China is likely to help Southeast Asia recover from the economic shocks of COVID-19 because of its outsized growth and pivotal role in cross-border development, experts said following a regional summit.
China, which had a $15.4 trillion economy last year, is expected to sell more vaccines, restart infrastructure projects and open manufacturing supply chains for the region, according to economists.
The moves are liable to bolster China’s drive to enhance its economic and diplomatic influence across the region through efforts such as its Belt and Road Initiative and so-called “vaccine diplomacy,” making COVID vaccines available to developing countries.
As Western countries begin to recover from the financial effects of the pandemic, many of the 660 million people in Southeast Asia are still grappling with COVID-19 outbreaks and the effects of economic inactivity.
Help is coming, a Chinese spokesman suggested Monday ahead of the East Asia Summit meeting of senior officials, which convened by video conference Thursday in part to discuss post-pandemic recovery.
“Amid profound changes in regional and international landscapes, China hopes that through these senior officials' meetings, we will work with all parties to … advance post-epidemic sustainable development,” Chinese Ministry of Foreign Affairs spokesman Zhao Lijun told a news briefing.
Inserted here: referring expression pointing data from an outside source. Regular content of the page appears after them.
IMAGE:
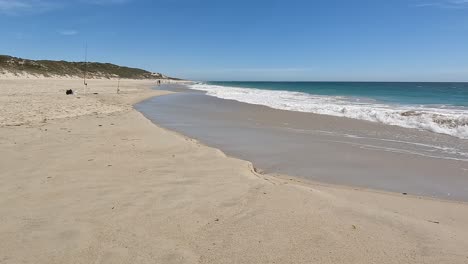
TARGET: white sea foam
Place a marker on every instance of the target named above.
(439, 119)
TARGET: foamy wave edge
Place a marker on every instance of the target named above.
(450, 121)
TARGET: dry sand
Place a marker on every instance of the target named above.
(90, 180)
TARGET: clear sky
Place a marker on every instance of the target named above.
(355, 40)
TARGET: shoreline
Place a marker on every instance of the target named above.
(170, 199)
(218, 122)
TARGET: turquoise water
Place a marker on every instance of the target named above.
(436, 107)
(453, 94)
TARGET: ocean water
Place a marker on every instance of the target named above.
(436, 107)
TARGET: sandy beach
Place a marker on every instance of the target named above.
(88, 179)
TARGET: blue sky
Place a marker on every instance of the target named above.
(355, 40)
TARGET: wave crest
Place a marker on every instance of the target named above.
(444, 120)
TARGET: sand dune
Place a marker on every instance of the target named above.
(90, 180)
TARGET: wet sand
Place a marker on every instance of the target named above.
(91, 180)
(320, 148)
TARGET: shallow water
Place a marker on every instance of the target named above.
(317, 147)
(436, 107)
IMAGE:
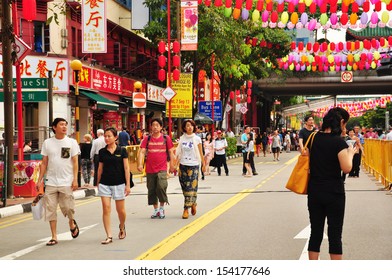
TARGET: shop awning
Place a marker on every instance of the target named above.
(102, 102)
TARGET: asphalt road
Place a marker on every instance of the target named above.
(238, 219)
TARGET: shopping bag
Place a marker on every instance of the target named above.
(299, 178)
(37, 207)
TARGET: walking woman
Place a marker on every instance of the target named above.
(86, 162)
(113, 182)
(329, 156)
(249, 155)
(208, 152)
(189, 157)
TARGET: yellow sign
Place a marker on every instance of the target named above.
(181, 103)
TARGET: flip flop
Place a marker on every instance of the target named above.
(52, 242)
(76, 228)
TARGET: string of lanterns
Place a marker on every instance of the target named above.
(272, 13)
(356, 109)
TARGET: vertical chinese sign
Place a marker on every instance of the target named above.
(182, 101)
(94, 26)
(189, 25)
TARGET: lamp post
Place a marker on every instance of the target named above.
(137, 86)
(76, 66)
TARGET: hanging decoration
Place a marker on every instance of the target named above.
(356, 109)
(342, 15)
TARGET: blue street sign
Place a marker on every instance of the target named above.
(205, 107)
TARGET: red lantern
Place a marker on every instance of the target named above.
(280, 7)
(291, 8)
(218, 3)
(249, 4)
(312, 8)
(176, 61)
(29, 9)
(176, 47)
(161, 75)
(161, 47)
(301, 8)
(354, 7)
(176, 74)
(270, 6)
(162, 61)
(366, 6)
(377, 6)
(259, 5)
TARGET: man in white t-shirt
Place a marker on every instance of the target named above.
(60, 165)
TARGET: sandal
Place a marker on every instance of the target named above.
(122, 234)
(107, 240)
(52, 242)
(76, 228)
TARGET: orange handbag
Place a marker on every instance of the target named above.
(299, 178)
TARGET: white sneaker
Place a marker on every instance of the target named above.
(161, 213)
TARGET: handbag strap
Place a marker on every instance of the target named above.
(311, 137)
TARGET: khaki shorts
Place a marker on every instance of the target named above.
(62, 196)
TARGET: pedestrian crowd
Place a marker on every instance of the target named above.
(105, 161)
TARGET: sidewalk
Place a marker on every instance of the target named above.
(20, 205)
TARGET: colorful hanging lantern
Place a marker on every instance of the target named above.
(29, 9)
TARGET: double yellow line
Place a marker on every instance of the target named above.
(169, 244)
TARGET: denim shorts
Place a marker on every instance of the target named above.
(117, 192)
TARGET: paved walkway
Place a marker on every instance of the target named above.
(19, 205)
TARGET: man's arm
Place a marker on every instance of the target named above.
(75, 164)
(42, 171)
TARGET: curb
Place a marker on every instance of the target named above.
(26, 207)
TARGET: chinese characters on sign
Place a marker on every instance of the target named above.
(182, 101)
(189, 25)
(38, 67)
(94, 26)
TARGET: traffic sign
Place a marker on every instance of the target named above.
(139, 100)
(168, 93)
(346, 77)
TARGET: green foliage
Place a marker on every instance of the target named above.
(231, 146)
(376, 118)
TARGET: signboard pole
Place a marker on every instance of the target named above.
(169, 63)
(8, 97)
(19, 105)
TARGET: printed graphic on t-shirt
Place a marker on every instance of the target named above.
(65, 152)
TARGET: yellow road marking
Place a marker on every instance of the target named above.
(169, 244)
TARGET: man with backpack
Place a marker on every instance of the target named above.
(156, 149)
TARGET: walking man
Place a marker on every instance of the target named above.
(98, 144)
(244, 140)
(60, 165)
(156, 148)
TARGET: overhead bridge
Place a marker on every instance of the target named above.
(364, 82)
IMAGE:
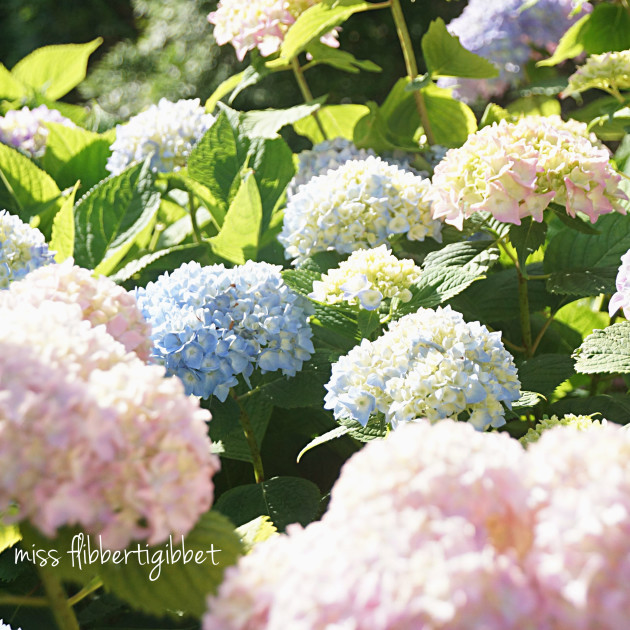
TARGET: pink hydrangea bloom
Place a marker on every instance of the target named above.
(101, 300)
(91, 436)
(442, 527)
(621, 299)
(514, 170)
(258, 24)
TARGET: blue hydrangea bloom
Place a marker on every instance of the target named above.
(212, 324)
(22, 249)
(504, 31)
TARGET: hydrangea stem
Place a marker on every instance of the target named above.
(248, 430)
(58, 601)
(306, 93)
(412, 67)
(523, 303)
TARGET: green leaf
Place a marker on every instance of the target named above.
(217, 159)
(110, 216)
(163, 260)
(535, 105)
(285, 500)
(605, 351)
(62, 240)
(257, 530)
(573, 257)
(583, 283)
(226, 430)
(436, 285)
(545, 372)
(451, 121)
(55, 70)
(477, 257)
(317, 21)
(446, 57)
(607, 28)
(74, 154)
(10, 87)
(239, 237)
(24, 188)
(527, 238)
(340, 59)
(338, 122)
(205, 553)
(266, 123)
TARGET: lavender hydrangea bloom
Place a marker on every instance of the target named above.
(167, 132)
(25, 129)
(503, 32)
(22, 249)
(212, 324)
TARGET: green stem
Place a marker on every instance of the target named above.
(22, 600)
(93, 585)
(58, 601)
(306, 93)
(193, 218)
(412, 67)
(523, 302)
(248, 430)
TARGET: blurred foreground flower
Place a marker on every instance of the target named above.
(90, 436)
(212, 324)
(359, 205)
(167, 132)
(366, 278)
(609, 72)
(22, 249)
(504, 32)
(515, 170)
(430, 364)
(25, 129)
(259, 24)
(101, 300)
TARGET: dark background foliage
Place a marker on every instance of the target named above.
(165, 48)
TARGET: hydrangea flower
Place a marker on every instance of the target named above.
(440, 527)
(25, 128)
(259, 24)
(609, 72)
(330, 154)
(504, 31)
(359, 205)
(366, 278)
(621, 299)
(212, 324)
(430, 364)
(433, 543)
(514, 170)
(91, 436)
(167, 132)
(101, 300)
(22, 249)
(581, 423)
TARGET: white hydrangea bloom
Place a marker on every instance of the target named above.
(430, 364)
(359, 205)
(609, 72)
(167, 132)
(368, 276)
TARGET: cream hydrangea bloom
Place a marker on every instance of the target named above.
(430, 364)
(359, 205)
(609, 72)
(579, 422)
(515, 170)
(258, 24)
(366, 278)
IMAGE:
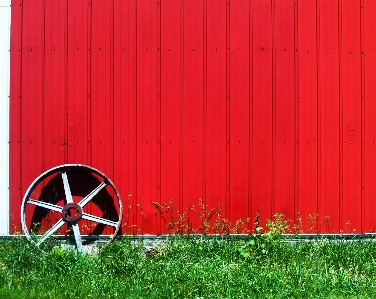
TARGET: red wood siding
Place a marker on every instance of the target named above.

The Chinese economy grew 2.3% last year, after strict lockdowns contained most of its coronavirus spread, even as other countries worldwide reported economic contractions. China reported the world’s first virus cases.
Officials in Beijing will probably invest abroad in energy transitions for steel, petrochemicals and other industries that aim to cut emissions, said Rajiv Biswas, Asia-Pacific chief economist at IHS Markit. The 10-country Association of Southeast Asian Nations has set a target of using renewable energy for 23% of consumption by 2025.
Projects started in Southeast Asia under China’s $1 trillion-plus Belt and Road Initiative should power back up as pandemic containment measures ease, he added. Some 15 Belt and Road projects worth a combined $2.4 billion were delayed or hit by financing glitches last year, the London-based Overseas Development Institute think tank said in February.
Around Southeast Asia, COVID-racked Malaysia has allowed Chinese companies to invest in real estate, ports and entertainment. Indonesia, which faces its own pandemic battles, has gotten help with a dam and a railway line.
“Probably for China, the main focus will be on restarting a lot of those, because some of those projects during the pandemic were put on hold because it was very difficult for people to move around so they couldn’t send their experts and so on,” said Biswas.
China may offer separate aid or investment packages country by country, he added.
In the Philippines, which has battled COVID-19 steadily for more than a year, China would at least consider “fast tracking” donations of its domestically produced vaccines, said Jonathan Ravelas, chief market strategist with Banco de Oro UniBank in Metro Manila.
“What will really reset the Philippines is more immunizations, so we can further open the economy,” he said. “The government has procured various vaccines and the first ones that eventually arrived were from China. Maybe they could offer more vaccines and probably some funding for some [infrastructure] projects.”
Benefits for China
Beijing’s economic aid helps it ease a decades-old dispute over sovereignty in the South China Sea, analysts said after a world arbitration court ruled in 2016 against the Chinese maritime claims. China has a military and technological lead in the resource-rich sea, chafing against rival claimants Brunei, Malaysia, the Philippines and Vietnam.
Meanwhile Chinese COVID-19 vaccines have been shipped to more than 80 countries, some for emergency use, in an effort that some Chinese analysts have contrasted to “the ‘me-first’ policies of the United States and the European Union.
The Belt and Road Initiative is also seen in Western countries as an effort to supplant the United States as the dominant power in the Indo-Pacific region. U.S. President Joe Biden and other G-7 leaders countered this month by announcing a Build Back Better World Partnership to address infrastructure needs in low- and middle-income countries.
Belt-and-Road projects give brisk business to major Chinese contractors while smoothing trade. China depends too on manufactured goods from Vietnam, a Southeast Asian manufacturing powerhouse that has weathered the pandemic without nationwide lockdowns.
“Vietnam produces inputs for Chinese, which assembles and sends off,” said Adam McCarty, chief economist with Mekong Economics in Hanoi. “They have to get the supply chain up and running again as quickly as possible without the supply bottlenecks.”
The senior officials exchanged views at the East Asia Summit event on regional and international developments including COVID-19 and the post-pandemic recovery. China and the Association of Southeast Asian Nations will hold another online forum for officials on June 29.